Hey, That's Entertainment!

Good Day! Only hours left before the Big Event! Time for final preparations of coffee and muffins, or popcorn and beer, or whatever you are serving during the Royal Wedding TV-fest. Make extra so you'll have enough for a full weekend watching re-plays.
Just a couple of thoughts before we get totally immersed.
Can we can that silly media marketing phrase "Wedding of the Century." There are almost 90 years left in the century, and who knows what Charlie Sheen will do in that time? He might marry his pet chimp. Whatever, someone is bound to outdo this royal shindig before we hit 2100.

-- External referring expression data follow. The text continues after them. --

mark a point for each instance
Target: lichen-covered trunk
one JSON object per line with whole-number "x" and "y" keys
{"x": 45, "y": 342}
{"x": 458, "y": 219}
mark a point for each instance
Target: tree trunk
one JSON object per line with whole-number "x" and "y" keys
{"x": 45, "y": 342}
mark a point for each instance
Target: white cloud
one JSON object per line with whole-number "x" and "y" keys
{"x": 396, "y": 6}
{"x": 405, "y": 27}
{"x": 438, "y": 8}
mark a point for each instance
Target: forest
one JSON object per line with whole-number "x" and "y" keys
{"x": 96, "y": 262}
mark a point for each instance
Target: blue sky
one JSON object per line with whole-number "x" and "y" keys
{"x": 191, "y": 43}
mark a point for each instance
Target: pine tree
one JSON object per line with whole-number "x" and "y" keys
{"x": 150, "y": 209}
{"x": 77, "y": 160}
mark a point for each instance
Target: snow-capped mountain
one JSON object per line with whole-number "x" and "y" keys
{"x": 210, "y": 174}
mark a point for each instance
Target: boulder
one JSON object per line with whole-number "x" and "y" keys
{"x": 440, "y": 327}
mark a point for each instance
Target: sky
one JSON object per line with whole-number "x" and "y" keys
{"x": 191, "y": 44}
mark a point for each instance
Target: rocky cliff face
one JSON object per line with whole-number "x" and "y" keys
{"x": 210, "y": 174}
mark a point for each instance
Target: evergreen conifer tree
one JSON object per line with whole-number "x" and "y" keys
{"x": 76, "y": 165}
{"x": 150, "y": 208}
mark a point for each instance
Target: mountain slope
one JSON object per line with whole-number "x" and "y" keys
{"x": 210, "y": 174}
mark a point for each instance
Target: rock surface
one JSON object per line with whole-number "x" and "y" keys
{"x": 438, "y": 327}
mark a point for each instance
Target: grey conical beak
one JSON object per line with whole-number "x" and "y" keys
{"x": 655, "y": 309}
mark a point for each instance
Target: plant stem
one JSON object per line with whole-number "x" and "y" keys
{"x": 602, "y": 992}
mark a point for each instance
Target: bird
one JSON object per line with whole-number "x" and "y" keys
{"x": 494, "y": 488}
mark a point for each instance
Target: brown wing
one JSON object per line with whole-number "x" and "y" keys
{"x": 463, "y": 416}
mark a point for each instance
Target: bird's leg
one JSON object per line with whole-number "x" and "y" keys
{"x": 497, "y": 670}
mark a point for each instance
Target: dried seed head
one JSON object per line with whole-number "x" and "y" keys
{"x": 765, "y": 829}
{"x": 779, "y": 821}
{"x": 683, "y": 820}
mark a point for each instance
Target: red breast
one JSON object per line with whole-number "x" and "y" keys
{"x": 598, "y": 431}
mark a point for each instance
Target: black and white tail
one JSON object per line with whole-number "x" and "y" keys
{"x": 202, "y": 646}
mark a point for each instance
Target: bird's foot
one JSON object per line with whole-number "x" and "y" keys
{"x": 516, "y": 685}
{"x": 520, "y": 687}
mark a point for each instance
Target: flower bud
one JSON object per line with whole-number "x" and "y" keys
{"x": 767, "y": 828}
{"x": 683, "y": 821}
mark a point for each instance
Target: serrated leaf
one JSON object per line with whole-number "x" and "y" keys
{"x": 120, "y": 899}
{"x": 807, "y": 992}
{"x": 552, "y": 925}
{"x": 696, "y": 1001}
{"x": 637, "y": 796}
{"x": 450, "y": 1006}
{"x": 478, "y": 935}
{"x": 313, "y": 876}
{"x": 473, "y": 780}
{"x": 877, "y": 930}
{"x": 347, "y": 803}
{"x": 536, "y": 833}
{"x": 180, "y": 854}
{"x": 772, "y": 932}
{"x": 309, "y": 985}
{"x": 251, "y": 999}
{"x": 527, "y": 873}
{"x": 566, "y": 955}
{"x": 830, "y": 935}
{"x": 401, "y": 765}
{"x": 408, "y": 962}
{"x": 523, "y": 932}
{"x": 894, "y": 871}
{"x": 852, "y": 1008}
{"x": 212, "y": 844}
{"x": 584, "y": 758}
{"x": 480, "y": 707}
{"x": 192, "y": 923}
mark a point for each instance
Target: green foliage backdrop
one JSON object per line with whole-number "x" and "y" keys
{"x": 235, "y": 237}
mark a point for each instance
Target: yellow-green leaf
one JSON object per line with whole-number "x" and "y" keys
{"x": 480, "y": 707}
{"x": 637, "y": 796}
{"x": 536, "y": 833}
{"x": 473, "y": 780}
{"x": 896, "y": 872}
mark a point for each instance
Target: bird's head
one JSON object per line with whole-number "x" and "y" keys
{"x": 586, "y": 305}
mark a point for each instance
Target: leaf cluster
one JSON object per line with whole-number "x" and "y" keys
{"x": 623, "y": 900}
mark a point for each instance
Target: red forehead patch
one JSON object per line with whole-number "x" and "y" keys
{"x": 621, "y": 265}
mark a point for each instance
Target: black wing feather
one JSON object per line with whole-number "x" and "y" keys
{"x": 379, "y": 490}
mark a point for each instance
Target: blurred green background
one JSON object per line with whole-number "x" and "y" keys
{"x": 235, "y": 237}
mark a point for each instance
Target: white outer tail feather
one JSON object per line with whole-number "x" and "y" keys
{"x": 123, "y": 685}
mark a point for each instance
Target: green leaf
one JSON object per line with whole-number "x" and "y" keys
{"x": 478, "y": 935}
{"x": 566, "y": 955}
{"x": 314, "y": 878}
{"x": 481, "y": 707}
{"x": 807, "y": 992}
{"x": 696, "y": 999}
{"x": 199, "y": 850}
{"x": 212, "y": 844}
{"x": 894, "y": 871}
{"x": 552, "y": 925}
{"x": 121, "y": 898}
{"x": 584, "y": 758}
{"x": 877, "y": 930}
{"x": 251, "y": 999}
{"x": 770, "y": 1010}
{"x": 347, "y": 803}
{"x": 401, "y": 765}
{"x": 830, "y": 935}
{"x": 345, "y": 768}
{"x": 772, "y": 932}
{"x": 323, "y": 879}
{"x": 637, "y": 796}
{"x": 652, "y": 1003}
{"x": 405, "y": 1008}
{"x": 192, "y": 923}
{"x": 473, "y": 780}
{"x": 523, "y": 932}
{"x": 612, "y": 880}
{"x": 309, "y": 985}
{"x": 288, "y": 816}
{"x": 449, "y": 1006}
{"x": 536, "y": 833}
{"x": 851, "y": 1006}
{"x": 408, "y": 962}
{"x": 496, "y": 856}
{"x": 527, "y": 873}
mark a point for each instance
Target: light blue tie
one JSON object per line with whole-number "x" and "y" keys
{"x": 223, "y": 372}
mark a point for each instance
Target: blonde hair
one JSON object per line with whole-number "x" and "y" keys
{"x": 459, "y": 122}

Also, some perspective please on the principle characters in this mega-entertainment event. Will and Kate are not Mr. and Mrs. Cool Role Models. They are rich and privileged. They come with a lot of baggage, notably a Royal Family not known for producing bright bulbs.
Dad Chuck is an aging dolt who needs 175 servants to keep him and second wife Camilla organized. Mom Diana, God bless her, was much loved and venerated, but be honest, she was just an average young woman driven over the brink by her circumstances.
Grandpa Phil? Well what can one say except to recall a conversation I had with him in 1978. I was assigned to cover a reception for the Queen and Phil. I had just returned from reporting the deaths of 12 boys and an instructor in a canoeing tragedy on Lake Temiskaming. My photographer and I were brooding in a corner of the reception room when Prince Phil approached. He asked something innocuous and I said we had just returned from up north covering a tragedy.
“Ahh, yes. The north. Been there myself. Remember an Indian fellow there. Giant fellow. Must have weighed 20 stone.”
All's Ready at the Abbey
I excused myself and went to the bar and threw back a triple Scotch. We should have had counselling after the Temiskaming Drownings, but back then all that was available was booze.
I don’t know anything about the Middletons, but the Windsor family background leaves the young couple a really tough row to hoe. Queen Liz has held things together admirably but sometimes, as in the Diana Tragedy, exhibits awful judgment. The best of the bunch was the old Queen Mom who poured gin and tonic whenever Royal things really got stupid. I admire her even more after watching The King’s Speech.
The wedding will be splendiferous and a brief escape from reality. Then we can all get back to the important things in life.
Enjoy. 

Notes

 1. Ice out at Shaman's Rock this morning! One of the latest ice outs ever. Loons and gulls are all backl.

2. Get out and vote Monday, but don't stop there. Hound these politicians into cooling the political games and force them to work on the country's real problems.